Friday, October 28, 2011

UK Prospero satellite: Space surveillance system takes birthday snap


Starbrook image of Prospero streaking at 27,000 kph (17,000 mph) across the constellation of Pegasus

This week marks the 40th anniversary of Britain as a spacefaring nation.

On the 28th of October 1971, the UK launched Prospero - a science and technology demonstration satellite - on top of a Black Arrow rocket at Woomera, Australia.

This made the UK the 6th nation to demonstrate a working orbital launch capability.

In celebration of this anniversary, space scientists at UCL are attempting to re-establish contact with Prospero and UK space surveillance company Space Insight has captured a new image of the satellite.

This new image was taken just a month after Space Insight celebrated an anniversary of its own - 5 years of tracking objects like Prospero with their space surveillance sensor Starbrook.

The Starbrook image shows Prospero streaking at 27,000 kph (17,000 mph) across the constellation of Pegasus, in a near-polar orbit which varies in height from 500 to 1300 km (300 to 700 miles).

Since initial development five years ago, Space Insight's Starbrook sensors have played a key part in the UK's contribution to European and international space surveillance programmes and initiatives, including ESA's first co-ordinated space tracking campaign.

The UK Space Agency uses the company to provide a wide range of scientific and technical support.

Staff from the Agency and Space Insight are members of the UK delegation to the Inter-Agency Debris Committee, providing support to, and analysis of, technology and strategy options for the surveillance of space, contributing to observation campaigns and predicting satellite re-entry events.

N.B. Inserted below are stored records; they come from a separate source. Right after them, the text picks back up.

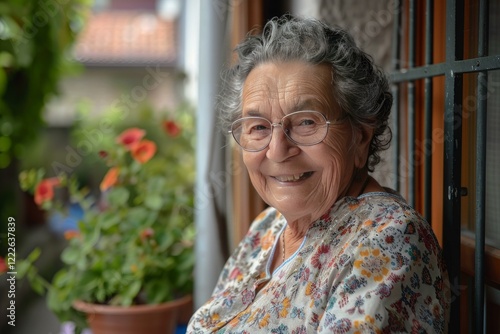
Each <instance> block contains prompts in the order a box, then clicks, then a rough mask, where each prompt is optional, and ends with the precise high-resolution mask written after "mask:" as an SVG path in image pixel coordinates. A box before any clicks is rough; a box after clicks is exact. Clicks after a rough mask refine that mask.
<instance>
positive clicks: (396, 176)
mask: <svg viewBox="0 0 500 334" xmlns="http://www.w3.org/2000/svg"><path fill="white" fill-rule="evenodd" d="M394 7H395V10H394V25H393V34H392V40H393V43H392V61H393V71H394V73H397V72H398V71H399V70H400V68H401V60H400V56H401V52H400V47H399V44H400V41H401V29H400V27H401V1H400V0H395V1H394ZM391 92H392V96H393V100H392V103H393V108H394V109H396V110H398V109H399V84H397V83H395V84H391ZM392 118H393V123H392V127H391V130H392V135H393V137H394V138H395V139H396V140H394V141H393V144H392V149H393V159H392V163H393V165H392V170H393V171H394V175H395V180H394V189H395V190H396V191H397V192H400V191H401V187H400V184H399V154H400V142H399V136H400V132H399V118H400V117H399V113H398V112H394V113H392Z"/></svg>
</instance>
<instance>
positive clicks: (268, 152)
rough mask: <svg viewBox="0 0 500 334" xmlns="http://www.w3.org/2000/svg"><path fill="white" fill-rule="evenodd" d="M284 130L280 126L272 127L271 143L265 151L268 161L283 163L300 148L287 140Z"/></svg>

During 1971, when Prospero was launched aboard the UK-developed and built Black Arrow rocket, there were just 3000 objects orbiting the Earth, owned by just a dozen countries.

Many of the satellites, like Prospero, were performing experiments to investigate the effects of the space environment, about which little was known at the time.

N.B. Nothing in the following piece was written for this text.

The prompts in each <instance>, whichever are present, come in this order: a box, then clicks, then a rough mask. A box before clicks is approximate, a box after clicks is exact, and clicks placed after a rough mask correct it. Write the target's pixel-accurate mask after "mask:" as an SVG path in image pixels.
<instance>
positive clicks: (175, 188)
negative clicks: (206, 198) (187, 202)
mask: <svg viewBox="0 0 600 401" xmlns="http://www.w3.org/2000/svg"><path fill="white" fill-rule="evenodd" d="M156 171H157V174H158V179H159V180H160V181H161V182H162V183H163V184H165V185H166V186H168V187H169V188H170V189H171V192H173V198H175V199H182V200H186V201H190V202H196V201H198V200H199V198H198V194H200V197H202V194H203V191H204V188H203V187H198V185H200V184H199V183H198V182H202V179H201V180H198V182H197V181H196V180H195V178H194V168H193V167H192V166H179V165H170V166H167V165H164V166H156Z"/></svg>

It would be another seven years before Don Kessler and Burton Cour-Palais would publish their seminal paper, 'Collision Frequency of Artificial Satellites: The Creation of a Debris Belt', in which they foresaw the rise of the space debris problem.

At that time, with just a few hundred satellites in Earth orbit, it was relatively straightforward and viable to track each one individually using radar or telescope.

Today, satellites and debris crowd all Earth orbits. Nearly 40,000 objects overall have been tracked in orbit, with many millions of mm-sized debris estimated.